In the mathematics of infinite graphs, an end of a graph represents, intuitively, a direction in which the graph extends to infinity. Ends may be formalized mathematically as equivalence classes of infinite paths, as havens describing strategies for pursuit-evasion games on the graph, or (in the case of locally finite graphs) as topological ends of topological spaces associated with the graph.
Ends of graphs may be used (via Cayley graphs) to define ends of finitely generated groups. Finitely generated infinite groups have one, two, or infinitely many ends, and the Stallings theorem about ends of groups provides a decomposition for groups with more than one end.

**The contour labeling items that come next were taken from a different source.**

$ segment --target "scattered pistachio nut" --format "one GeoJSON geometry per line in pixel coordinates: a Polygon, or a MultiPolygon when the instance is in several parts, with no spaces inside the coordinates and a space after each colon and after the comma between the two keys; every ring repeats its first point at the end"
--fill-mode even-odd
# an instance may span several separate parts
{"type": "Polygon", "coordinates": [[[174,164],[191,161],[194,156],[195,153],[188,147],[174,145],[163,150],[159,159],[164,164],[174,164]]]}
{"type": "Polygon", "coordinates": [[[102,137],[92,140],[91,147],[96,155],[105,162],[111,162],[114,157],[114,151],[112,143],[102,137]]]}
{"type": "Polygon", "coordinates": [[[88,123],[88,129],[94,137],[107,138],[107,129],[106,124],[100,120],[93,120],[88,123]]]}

Ends of graphs were defined by Rudolf Halin (1964) in terms of equivalence classes of infinite paths. A ray in an infinite graph is a semi-infinite simple path; that is, it is an infinite sequence of vertices v0, v1, v2, ... in which each vertex appears at most once in the sequence and each two consecutive vertices in the sequence are the two endpoints of an edge in the graph. According to Halin's definition, two rays r0 and r1 are equivalent if there is another ray r2 (not necessarily different from either of the first two rays) that contains infinitely many of the vertices in each of r0 and r1. This is an equivalence relation: each ray is equivalent to itself, the definition is symmetric with regard to the ordering of the two rays, and it can be shown to be transitive. Therefore, it partitions the set of all rays into equivalence classes, and Halin defined an end as one of these equivalence classes.